La présidentielle 2017, la pire qui soit, une "supercherie intégrale"

AfExcellent article de l'Action française : 

"Les média de l’oligarchie ont déjà écrit le scénario – le meilleur à leurs yeux, le pire pour la France : le second tour de l’élection présidentielle opposera Emmanuel Macron à Marine Le Pen et ce sera évidemment le premier qui l’emportera haut la main. Ce faisant, ils donnent raison à la présidente du Front national qui n’a de cesse de répéter que la vie politique française est désormais scindée entre mondialistes et patriotes. Macron n’est en effet que la créature du trouple formé par les milieux d’affaires, les grands média qui sont leurs courroies de transmission auprès de l’opinion publique et cette partie du pays légal qui a définitivement bradé la France.
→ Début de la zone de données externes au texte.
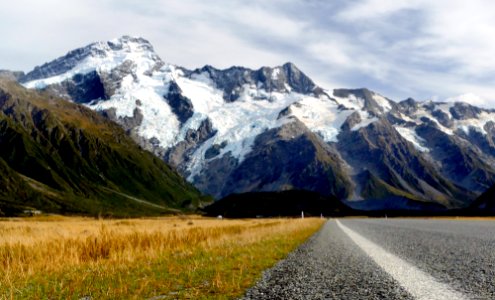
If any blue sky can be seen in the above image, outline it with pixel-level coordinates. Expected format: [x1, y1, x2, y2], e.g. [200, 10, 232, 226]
[0, 0, 495, 107]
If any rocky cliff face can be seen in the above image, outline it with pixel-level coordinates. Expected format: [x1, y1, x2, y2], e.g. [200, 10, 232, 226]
[20, 37, 495, 207]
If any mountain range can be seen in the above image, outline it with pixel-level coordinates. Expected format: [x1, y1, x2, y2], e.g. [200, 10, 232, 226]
[5, 36, 495, 209]
[0, 79, 203, 216]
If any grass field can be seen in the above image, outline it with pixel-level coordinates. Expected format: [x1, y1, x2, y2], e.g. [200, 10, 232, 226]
[0, 217, 324, 299]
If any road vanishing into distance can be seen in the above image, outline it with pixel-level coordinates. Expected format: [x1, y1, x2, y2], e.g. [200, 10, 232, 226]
[244, 219, 495, 300]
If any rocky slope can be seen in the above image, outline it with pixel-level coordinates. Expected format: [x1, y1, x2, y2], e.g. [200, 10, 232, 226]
[0, 80, 204, 216]
[20, 36, 495, 207]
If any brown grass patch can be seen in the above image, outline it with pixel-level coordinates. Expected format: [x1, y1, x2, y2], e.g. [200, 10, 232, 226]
[0, 217, 323, 299]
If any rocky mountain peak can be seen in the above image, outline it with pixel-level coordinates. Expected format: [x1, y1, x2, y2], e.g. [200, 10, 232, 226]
[333, 88, 397, 116]
[187, 62, 323, 102]
[19, 36, 161, 83]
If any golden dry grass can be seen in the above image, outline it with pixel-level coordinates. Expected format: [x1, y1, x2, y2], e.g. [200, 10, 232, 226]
[0, 217, 323, 299]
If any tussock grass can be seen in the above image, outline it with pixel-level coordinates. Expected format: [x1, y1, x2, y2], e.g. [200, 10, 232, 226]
[0, 217, 323, 299]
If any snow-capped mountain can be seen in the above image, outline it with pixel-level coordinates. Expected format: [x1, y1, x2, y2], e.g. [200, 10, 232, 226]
[20, 36, 495, 207]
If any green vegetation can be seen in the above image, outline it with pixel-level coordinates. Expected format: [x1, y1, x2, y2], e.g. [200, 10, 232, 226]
[0, 80, 205, 216]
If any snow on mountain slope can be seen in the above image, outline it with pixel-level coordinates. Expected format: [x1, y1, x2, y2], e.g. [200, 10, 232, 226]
[24, 37, 376, 179]
[24, 36, 160, 89]
[21, 36, 495, 207]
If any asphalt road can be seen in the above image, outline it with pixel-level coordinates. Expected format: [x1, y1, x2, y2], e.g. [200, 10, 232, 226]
[244, 219, 495, 300]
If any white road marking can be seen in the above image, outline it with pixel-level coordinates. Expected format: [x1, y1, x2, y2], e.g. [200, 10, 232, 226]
[337, 220, 467, 300]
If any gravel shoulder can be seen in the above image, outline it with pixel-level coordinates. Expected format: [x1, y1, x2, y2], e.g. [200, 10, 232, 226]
[241, 220, 413, 299]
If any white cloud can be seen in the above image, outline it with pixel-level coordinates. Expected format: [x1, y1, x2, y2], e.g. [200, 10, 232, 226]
[0, 0, 495, 107]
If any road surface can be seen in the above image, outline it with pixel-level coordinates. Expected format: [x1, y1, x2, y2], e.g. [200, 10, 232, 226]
[244, 219, 495, 300]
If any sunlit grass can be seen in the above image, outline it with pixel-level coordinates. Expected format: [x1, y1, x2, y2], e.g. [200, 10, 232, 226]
[0, 217, 323, 299]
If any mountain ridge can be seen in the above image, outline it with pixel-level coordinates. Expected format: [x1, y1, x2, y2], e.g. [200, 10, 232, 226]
[0, 80, 204, 216]
[15, 37, 495, 208]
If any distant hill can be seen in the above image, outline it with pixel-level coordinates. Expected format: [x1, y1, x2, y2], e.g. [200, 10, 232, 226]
[204, 190, 354, 218]
[18, 36, 495, 211]
[0, 78, 205, 216]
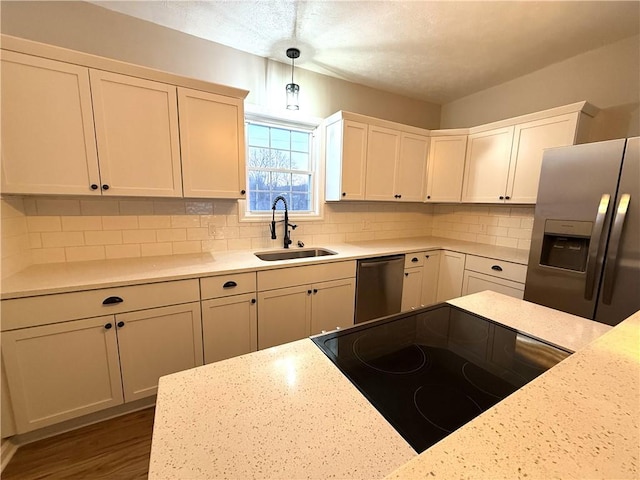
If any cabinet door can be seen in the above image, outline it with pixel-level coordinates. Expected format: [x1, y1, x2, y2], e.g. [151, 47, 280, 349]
[116, 302, 202, 402]
[2, 316, 123, 433]
[311, 278, 356, 335]
[202, 293, 258, 363]
[258, 285, 313, 350]
[326, 120, 368, 200]
[90, 70, 182, 197]
[507, 113, 580, 203]
[462, 270, 524, 300]
[1, 50, 100, 195]
[420, 252, 441, 307]
[400, 267, 422, 312]
[365, 125, 400, 201]
[437, 250, 465, 302]
[178, 88, 246, 198]
[427, 135, 467, 202]
[396, 133, 429, 202]
[462, 127, 513, 203]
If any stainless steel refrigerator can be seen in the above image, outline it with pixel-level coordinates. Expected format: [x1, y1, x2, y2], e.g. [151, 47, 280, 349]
[524, 137, 640, 325]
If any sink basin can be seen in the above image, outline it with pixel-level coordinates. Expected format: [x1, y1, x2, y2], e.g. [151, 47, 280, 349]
[254, 248, 337, 262]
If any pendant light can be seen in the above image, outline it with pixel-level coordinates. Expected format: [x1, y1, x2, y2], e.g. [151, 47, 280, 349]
[287, 48, 300, 110]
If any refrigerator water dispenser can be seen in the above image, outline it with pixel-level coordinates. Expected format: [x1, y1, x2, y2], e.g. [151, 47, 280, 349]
[540, 220, 593, 272]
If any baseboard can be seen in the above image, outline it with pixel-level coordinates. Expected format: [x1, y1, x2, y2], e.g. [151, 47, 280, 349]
[7, 395, 156, 448]
[0, 438, 18, 473]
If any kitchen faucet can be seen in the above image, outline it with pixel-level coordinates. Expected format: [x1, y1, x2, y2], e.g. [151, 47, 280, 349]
[269, 195, 297, 248]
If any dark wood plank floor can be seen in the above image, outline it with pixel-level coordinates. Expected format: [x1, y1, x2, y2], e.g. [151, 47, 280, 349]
[2, 408, 154, 480]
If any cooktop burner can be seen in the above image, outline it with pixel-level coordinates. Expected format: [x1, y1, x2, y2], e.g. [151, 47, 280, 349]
[313, 305, 569, 453]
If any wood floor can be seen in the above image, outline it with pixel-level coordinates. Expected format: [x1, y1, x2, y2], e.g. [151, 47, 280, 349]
[2, 407, 154, 480]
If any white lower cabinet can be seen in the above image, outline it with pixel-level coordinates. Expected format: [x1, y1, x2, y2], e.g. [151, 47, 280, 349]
[462, 255, 527, 299]
[436, 250, 466, 302]
[202, 292, 258, 363]
[258, 261, 356, 350]
[2, 280, 202, 434]
[2, 316, 124, 433]
[115, 302, 202, 402]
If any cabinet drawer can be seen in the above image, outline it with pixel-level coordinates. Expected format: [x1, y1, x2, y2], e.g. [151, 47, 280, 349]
[465, 255, 527, 283]
[258, 261, 356, 291]
[200, 272, 256, 300]
[404, 252, 424, 268]
[2, 279, 200, 331]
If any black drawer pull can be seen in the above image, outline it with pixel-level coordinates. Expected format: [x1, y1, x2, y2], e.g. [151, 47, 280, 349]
[102, 297, 124, 305]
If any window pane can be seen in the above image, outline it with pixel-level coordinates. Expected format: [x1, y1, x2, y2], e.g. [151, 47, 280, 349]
[291, 152, 309, 170]
[247, 123, 269, 148]
[290, 193, 311, 211]
[271, 128, 291, 150]
[291, 132, 309, 152]
[291, 174, 311, 193]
Qu’importe qu’il soit le dauphin de François Hollande, le clone de Juppé avec trente ans de moins ou encore le dépeceur d’un Parti socialiste en voie de décomposition avancée. Toutes ces éventualités, plus complémentaires qu’exclusives, ne concernent que les écuries électorales. Ce qui intéresse les Français, c’est que ce mondialiste décomplexé n’est que le prête-nom d’une finance internationale qui a trouvé en lui son meilleur ennemi, au sens où François Hollande l’a été durant son quinquennat.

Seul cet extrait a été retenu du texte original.